Here's another wrench to throw into the works -- not only ask for paper bags, but ask that they be "bagged heavy". A good bagger can get an amazing amount of stuff into a single bag if they know you can carry it.

Back in the late 80s in the south, common tip for a bagger was a quarter a bag delivered to your car. What does that work out to in 2007 dollars?

Anonymous said...

One nice thing about shopping at Whole Foods, their paper bags are wonderfully available and their staff use them properly.

C. Briem said...

wasn't it Sophie who advocated making the plastic bags blue so they could be used for recycling pickup?

Jonathan Potts said...

I worked at a Giant Eagle during the early/mid 1990s that still used paper as the default bagging option. I never bagged competively, however.

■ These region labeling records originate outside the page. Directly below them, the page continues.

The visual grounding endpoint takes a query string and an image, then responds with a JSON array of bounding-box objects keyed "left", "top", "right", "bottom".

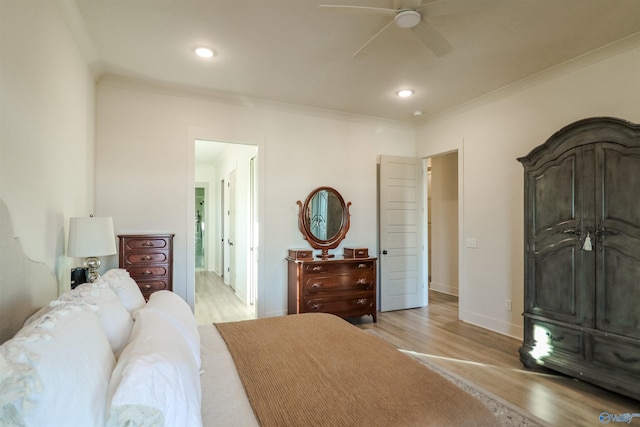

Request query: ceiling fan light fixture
[
  {"left": 393, "top": 10, "right": 422, "bottom": 28},
  {"left": 396, "top": 89, "right": 414, "bottom": 98},
  {"left": 194, "top": 46, "right": 215, "bottom": 58}
]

As a reporter, I onced covered a bagging competition. I wouldn't be surprised if they still go on as a novelty.

Anonymous said...

I find it amazing what people find to complain about in a world that is falling apart. I would just like to add my two cents. I work at a Giant Eagle in Ohio where I am receiving a high enough wage to put myself through college without financial help. To add an insiders view on this blog...I see 2000+ customers a day. 90% of whom are rude, ignorant and in a hurry. By the time I get to customer 2001 I could care less and why should I? They don't respect me. I promise you would delete this post in a second in you had to work for a week as a bagboy/girl in a chain grocery store today. I do not think that your idea of a bagboy is disappearing, I think that we live in rude pushy society that didn’t exist 50 years ago and unfortunately people in the service industry get to experience the brunt of it. I understand that the author of this blog gets to approve comments before they post (hence only comments in agreement) but at least I know he had to read it and I hope to see it published. And just as a side note that might be of interest, there is a Giant Eagle bagging contest in Cleveland Ohio tomorrow at 12:30, my boyfriend is a top competitor, 1 of 12 finalists out of all the Giant Eagles in the nation. If you are up for a drive, you’re all welcome to come and see what you’ve been looking for all along. If this comment, which has turned into its own post, make even one person be more considerate of that high school kid or whoever, bagging your paper bags then I’m glad I took the time to write it. I hope to see this posted and I will be sure to inform you on how the contest goes tomorrow.

Mike Madison said...

Anon,

Here's your comment. I think you made my point for me. And that point is:

*It's a service business.*

The fact that your customers are rude to you does not mean that you are entitled to be rude to them. If you can't handle that equation, then you should find another job.